Now, it is true that there was a snowball effect. The overdose of the anesthesia caused me to stop breathing, then the lack of an infant respirator prolonged my loss of appropriate oxygen, and then the final broken infant respirator was simply a topping on the cake, you might say. And, it all culminated in my severe cerebral palsy.

Again, I know a little bit about how the quality of a practitioner’s character dictates the quality of care.
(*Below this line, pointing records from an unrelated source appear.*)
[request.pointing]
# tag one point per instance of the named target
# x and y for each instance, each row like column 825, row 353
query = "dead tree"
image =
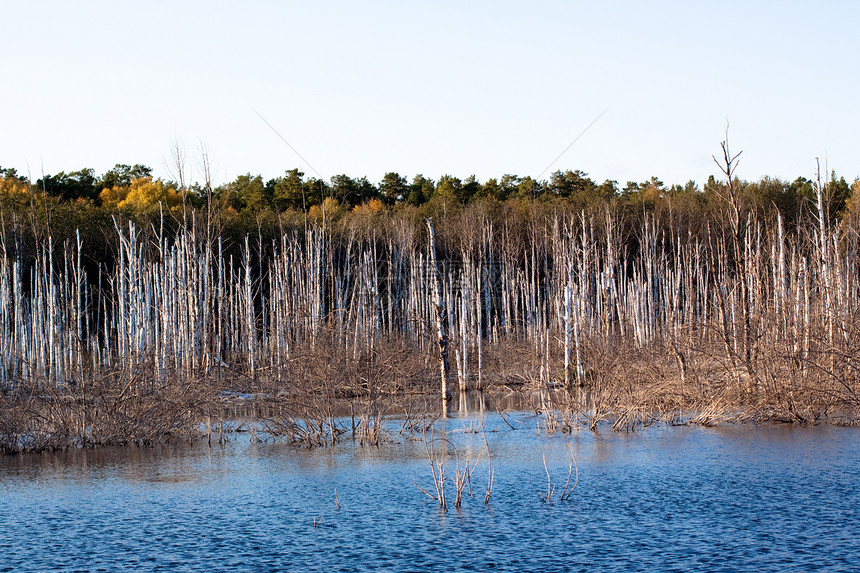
column 441, row 312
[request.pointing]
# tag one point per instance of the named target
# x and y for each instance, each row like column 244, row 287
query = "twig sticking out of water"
column 549, row 488
column 491, row 472
column 567, row 491
column 438, row 476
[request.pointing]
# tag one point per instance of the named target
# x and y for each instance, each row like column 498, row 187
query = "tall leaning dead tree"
column 740, row 246
column 441, row 313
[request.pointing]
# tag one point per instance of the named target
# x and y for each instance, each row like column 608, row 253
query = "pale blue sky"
column 483, row 88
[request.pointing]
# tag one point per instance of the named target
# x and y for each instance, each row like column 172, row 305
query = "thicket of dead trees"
column 684, row 306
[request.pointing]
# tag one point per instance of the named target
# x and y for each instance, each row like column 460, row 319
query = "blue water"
column 741, row 498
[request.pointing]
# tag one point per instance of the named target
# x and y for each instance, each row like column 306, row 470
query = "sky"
column 640, row 89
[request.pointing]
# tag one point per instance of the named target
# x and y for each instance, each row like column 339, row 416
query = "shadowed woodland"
column 138, row 310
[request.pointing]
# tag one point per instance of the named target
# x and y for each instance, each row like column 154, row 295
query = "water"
column 666, row 498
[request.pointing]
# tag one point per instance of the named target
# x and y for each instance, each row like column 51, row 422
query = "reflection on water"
column 735, row 498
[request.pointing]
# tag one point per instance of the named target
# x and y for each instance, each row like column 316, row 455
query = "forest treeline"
column 130, row 307
column 84, row 203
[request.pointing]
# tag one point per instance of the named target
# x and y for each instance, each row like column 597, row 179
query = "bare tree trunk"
column 441, row 312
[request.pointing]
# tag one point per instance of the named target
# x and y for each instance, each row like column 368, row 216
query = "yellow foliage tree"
column 142, row 195
column 369, row 208
column 13, row 188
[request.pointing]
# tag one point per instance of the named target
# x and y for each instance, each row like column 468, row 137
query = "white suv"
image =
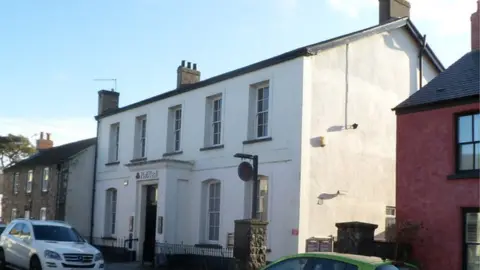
column 35, row 244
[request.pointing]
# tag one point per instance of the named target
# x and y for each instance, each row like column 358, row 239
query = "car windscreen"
column 56, row 233
column 393, row 267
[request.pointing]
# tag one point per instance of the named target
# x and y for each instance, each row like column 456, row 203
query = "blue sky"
column 51, row 51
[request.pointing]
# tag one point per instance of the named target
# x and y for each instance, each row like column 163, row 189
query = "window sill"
column 138, row 160
column 220, row 146
column 112, row 163
column 266, row 139
column 173, row 153
column 213, row 246
column 465, row 175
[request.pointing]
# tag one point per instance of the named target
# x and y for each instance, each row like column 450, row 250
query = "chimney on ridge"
column 393, row 9
column 44, row 143
column 475, row 27
column 187, row 74
column 107, row 100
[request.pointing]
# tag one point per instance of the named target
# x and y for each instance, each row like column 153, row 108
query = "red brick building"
column 438, row 160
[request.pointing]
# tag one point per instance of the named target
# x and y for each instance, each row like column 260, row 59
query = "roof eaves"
column 406, row 109
column 303, row 51
column 351, row 37
column 418, row 36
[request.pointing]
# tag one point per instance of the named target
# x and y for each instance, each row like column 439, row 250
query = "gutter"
column 92, row 210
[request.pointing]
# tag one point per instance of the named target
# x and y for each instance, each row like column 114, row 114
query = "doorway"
column 150, row 223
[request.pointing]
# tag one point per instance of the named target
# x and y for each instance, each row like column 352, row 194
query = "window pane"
column 466, row 157
column 472, row 228
column 476, row 127
column 265, row 93
column 465, row 129
column 473, row 257
column 217, row 190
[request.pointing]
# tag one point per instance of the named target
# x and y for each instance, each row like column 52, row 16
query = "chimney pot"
column 393, row 9
column 475, row 28
column 187, row 75
column 107, row 100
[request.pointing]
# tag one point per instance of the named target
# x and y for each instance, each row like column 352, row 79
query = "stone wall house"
column 41, row 186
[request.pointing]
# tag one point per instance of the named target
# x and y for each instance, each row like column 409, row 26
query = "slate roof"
column 461, row 80
column 303, row 51
column 54, row 155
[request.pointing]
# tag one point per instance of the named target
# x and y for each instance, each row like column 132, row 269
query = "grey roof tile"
column 460, row 80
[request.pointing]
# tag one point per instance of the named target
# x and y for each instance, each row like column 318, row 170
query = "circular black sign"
column 245, row 171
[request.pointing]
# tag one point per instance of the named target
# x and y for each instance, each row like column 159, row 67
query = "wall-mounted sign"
column 245, row 171
column 319, row 245
column 160, row 225
column 146, row 175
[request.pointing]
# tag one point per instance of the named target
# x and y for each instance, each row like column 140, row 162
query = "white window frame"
column 114, row 142
column 29, row 185
column 210, row 212
column 45, row 178
column 111, row 212
column 262, row 111
column 13, row 214
column 15, row 181
column 140, row 146
column 43, row 213
column 177, row 129
column 216, row 138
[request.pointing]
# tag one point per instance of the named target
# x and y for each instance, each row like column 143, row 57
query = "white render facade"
column 306, row 147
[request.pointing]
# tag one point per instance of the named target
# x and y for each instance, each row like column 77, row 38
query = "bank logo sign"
column 147, row 175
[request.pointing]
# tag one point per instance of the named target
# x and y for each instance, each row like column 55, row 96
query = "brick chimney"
column 107, row 100
column 44, row 143
column 475, row 35
column 187, row 74
column 393, row 9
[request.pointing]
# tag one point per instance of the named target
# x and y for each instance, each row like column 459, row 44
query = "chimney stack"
column 43, row 143
column 107, row 101
column 475, row 28
column 187, row 74
column 393, row 9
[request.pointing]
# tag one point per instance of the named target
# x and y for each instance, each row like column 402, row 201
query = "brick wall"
column 38, row 198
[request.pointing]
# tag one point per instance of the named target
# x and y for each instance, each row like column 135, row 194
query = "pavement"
column 127, row 266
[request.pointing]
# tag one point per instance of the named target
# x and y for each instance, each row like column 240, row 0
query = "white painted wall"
column 279, row 158
column 308, row 98
column 79, row 193
column 382, row 72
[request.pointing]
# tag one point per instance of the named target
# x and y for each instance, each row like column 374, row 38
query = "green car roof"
column 348, row 258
Now, there are a lot of potentially different outcomes looking back. If the anesthesiologist hadn’t given my mother the overdose, everyone agreed that I wouldn’t have cerebral palsy. However, what if a nurse had ensured that an infant respirator was in the room – would that slight attention to detail have prevented my condition? Or, what if someone ensured that the broken respirator was repaired – would that slight attention to detail have lessened my condition?

The answers in my case are, no one will ever know. What happened, happened. And, truly, it’s of no concern to me. I’m proud of what I’ve made of my life, where it’s about potentials, not limitation, where it’s about passion for what I have, not longing for what I might have lost. I am who I am because of who I am – and I would never change that. I would never change me.

Yet, for others to come, my experience does teach a valuable lesson: The quality of a practitioner’s character does dictate the quality of care.

Now, if you’ll excuse me, my publicist and I have a plane to catch. Cerebral palsy, no matter – I’m rock-starring this gig!